Dans la mesure même où une révolution constitue une explosion créatrice, personne ne peut savoir ce qu'elle va créer : il n'y a pas de prévision rationnelle fondée sur une "science" des révolutions, nous sommes tou(te)s logé(e)s à la même enseigne, nous pouvons seulement formuler des conjectures plus ou moins rationnelles, et plus ou moins hasardeuses (Foucault, il y a 30 ans) : nous prenons donc des risques, et devons les assumer. Après avoir vu ce qui est arrivé, par exemple, à la révolution des oeillets dans le "Portugal d'Otelo" - comme disait Jean-Pierre Faye, et bien sûr ce qui est sorti des luttes du peuple iranien en 1978-1979, nous devons être conscients du caractère aléatoire de nos prévisions, et du risque de prendre nos désirs (ou nos craintes) pour la réalité. Ce que nous pouvons savoir et prévoir, c'est ce qui appartient au déterminable, à la détermination "ensembliste-identitaire", et qui nous permet de prévoir comment peut se comporter un parti marxiste-léniniste, ou un parti social-libéral, un politicien comme Mitterrand, ou comme l'inusable Jospin. Dans ce que nous savons de la situation iranienne, la seule chose dont je sois certain, c'est qu'un parti "programmé" - dans tous les sens de ce mot - comme le PCOI ne pourra faire rien d'autre qu'une "révolution" néo-bolchevique, et qu'il n'y a rien de bon à en attendre.

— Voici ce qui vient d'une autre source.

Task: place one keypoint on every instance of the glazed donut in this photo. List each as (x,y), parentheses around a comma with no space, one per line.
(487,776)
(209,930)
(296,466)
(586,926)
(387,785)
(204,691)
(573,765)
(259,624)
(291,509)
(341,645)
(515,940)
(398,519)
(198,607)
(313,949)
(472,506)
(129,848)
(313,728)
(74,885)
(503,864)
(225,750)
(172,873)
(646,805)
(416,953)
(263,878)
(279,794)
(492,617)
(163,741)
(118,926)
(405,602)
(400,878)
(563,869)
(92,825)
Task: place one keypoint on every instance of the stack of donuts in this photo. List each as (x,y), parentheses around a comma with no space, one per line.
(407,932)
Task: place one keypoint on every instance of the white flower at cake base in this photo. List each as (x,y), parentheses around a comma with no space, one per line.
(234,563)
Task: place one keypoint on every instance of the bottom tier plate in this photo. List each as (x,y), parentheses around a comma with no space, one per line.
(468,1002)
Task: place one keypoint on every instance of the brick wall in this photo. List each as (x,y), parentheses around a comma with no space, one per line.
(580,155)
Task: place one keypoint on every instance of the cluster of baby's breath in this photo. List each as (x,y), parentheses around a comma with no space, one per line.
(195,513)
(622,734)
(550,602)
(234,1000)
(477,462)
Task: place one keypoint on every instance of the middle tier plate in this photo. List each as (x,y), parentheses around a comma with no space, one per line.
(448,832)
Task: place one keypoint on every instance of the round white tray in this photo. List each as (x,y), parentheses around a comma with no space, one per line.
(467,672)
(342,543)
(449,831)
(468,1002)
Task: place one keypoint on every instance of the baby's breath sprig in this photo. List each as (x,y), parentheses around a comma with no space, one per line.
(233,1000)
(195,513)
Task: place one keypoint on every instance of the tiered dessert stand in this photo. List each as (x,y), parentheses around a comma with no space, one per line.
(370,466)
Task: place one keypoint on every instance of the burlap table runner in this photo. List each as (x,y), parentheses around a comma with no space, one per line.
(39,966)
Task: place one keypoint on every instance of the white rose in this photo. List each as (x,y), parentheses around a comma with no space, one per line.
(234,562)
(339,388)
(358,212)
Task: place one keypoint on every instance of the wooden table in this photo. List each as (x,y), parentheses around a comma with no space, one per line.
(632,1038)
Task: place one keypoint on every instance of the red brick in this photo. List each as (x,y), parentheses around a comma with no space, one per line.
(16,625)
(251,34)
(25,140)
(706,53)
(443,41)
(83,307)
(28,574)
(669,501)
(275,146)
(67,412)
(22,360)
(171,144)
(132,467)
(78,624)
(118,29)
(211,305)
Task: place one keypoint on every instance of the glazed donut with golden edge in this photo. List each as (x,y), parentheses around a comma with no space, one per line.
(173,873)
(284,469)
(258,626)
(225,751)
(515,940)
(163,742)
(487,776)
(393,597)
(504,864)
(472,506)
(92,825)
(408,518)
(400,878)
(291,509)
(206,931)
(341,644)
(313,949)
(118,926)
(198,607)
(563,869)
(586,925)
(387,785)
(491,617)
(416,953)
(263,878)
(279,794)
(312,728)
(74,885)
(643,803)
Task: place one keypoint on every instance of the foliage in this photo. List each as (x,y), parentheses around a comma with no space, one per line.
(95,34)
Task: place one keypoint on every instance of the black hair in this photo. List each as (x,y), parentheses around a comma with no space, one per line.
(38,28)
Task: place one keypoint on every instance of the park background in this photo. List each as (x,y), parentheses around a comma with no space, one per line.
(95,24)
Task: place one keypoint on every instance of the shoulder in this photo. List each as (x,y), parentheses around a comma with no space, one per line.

Je voudrais pouvoir croire au surgissement spontané d'autres forces capables de développer un radicalisme démocratique ou "libertaire" (terme dont je ne suis pas sûr qu'il signifie partout et toujours la même chose) mais je ne prétendrai pas décider si c'est possible, impossible, probable, improbable, pas plus que je ne prétends savoir si la révolte iranienne n'a "rien à voir" avec le trucage des élections... Sur ce point, je m'en tiens à la critique adressée par Castoriadis à la prétention des théoriciens qui croient pouvoir dire, à la façon de Marx, quel est le sens véritable d'une lutte prolétarienne, indépendamment de la conscience qu'en ont les ouvriers eux-mêmes (la fameuse phrase de la Sainte Famille, citée et commentée dans l'Introduction à L'expérience du mouvement ouvrier).